Is Russia becoming our enemy?

Phobes staged a narrow victory over philes at last night's Intelligence Squared debate here in New York: "Russia is becoming our enemy again".

A good debate but a slippery motion, as it were. You could worry away at every word of it, which the speakers did. Everybody seemed to agree that Russia was in a bad phase, and doing bad things, if mainly at home —though nobody mentioned Chechnya, I think, not even once. The hot-buttons this time were "Politkovskaya" and "Litvinenko".

Edward Lucas moderated brilliantly. Claudia Rosett, Bret Stephens and Michael Waller, a WSJ crowd, spoke for the motion, saying (a bit feebly) that you didn't have to think Russia was our enemy, only that it was heading in that direction.

Mark Medish, Robert Legvold and Nina Khrushcheva thought either that Russia wasn't our enemy, or that even if it was we shouldn't say so, for fear of making it into one.

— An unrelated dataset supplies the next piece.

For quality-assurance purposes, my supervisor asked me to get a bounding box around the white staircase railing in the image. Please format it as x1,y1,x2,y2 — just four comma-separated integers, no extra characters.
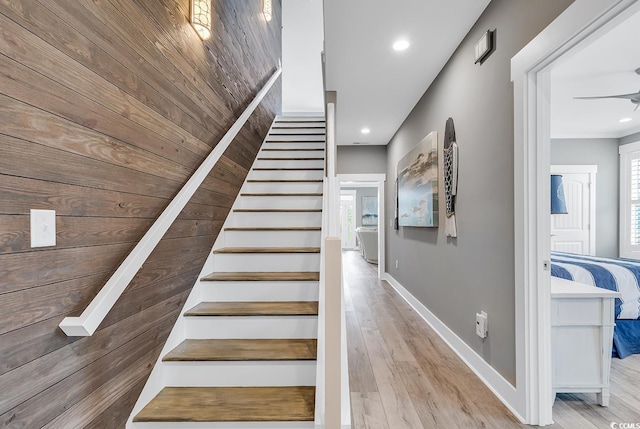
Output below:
60,67,282,336
316,103,351,429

For my money, there wasn't enough talk about who "we" were. You'd be pretty hard pushed to say that Russia wasn't becoming Estonia's enemy, for example; Estonia is part of Nato and the EU; does that make Russia "our" enemy?

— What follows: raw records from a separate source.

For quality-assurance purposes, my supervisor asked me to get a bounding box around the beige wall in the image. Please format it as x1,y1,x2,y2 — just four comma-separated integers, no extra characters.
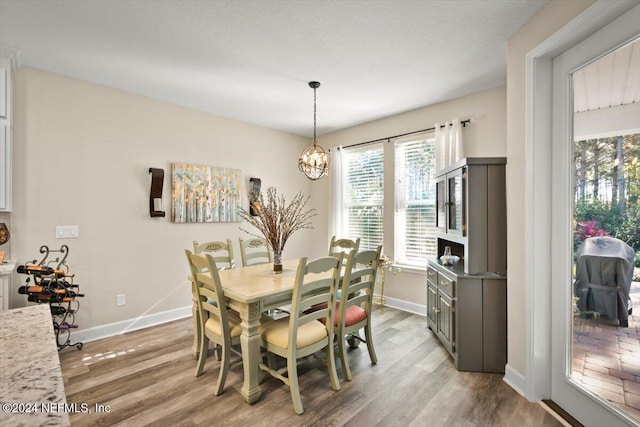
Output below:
312,86,506,314
3,67,312,329
506,0,594,375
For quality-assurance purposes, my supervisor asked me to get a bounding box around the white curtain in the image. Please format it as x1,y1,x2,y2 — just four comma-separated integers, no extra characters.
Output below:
329,145,344,238
435,119,464,171
449,119,464,164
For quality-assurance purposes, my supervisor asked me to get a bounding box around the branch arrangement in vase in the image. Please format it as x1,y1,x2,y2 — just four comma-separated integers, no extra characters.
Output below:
239,187,317,272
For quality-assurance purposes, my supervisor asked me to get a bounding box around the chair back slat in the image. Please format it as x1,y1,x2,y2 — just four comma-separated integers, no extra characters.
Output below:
329,236,360,261
289,254,342,348
193,239,235,270
340,246,382,319
185,250,229,332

Mark Medish gave the best speech, arguing that you couldn't divide countries into friends and enemies exclusively, there was a big middle ground where you had to work hard at relations, and Russia was deep in that grey area. True, I thought, but it didn't answer the burden of the motion, which was about the trend of Russian policy.

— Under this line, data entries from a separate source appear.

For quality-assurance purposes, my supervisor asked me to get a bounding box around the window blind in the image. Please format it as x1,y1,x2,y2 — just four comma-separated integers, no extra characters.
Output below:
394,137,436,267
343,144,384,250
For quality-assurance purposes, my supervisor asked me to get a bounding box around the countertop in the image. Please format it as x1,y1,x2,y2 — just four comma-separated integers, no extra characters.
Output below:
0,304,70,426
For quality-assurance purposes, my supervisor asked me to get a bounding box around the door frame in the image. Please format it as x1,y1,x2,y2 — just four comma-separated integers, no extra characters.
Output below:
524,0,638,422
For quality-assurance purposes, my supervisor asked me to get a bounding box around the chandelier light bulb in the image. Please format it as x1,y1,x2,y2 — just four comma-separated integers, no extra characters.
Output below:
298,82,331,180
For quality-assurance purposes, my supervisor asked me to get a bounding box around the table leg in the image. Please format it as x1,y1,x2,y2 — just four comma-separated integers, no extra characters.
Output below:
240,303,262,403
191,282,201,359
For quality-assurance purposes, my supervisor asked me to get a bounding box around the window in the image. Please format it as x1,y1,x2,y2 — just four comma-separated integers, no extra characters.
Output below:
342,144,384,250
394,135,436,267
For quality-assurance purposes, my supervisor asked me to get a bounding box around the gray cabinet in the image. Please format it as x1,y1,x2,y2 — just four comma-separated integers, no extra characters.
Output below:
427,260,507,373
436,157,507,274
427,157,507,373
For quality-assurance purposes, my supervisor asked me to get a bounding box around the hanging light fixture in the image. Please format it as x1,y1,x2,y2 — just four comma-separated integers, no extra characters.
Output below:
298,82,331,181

in the end, everybody won. A vote at the start of the debate showed a 41%-23% split in favour of the motion, with 36% undecided. The closing vote went 47%-41% in favour of the motion with 12% undecided. The antis had hoovered up the floating voters—reasonably enough, since they made the more polished arguments. And very probably they were right: it is asking for trouble to call a volatile country an enemy. But no point in holding a debate and then ducking the question.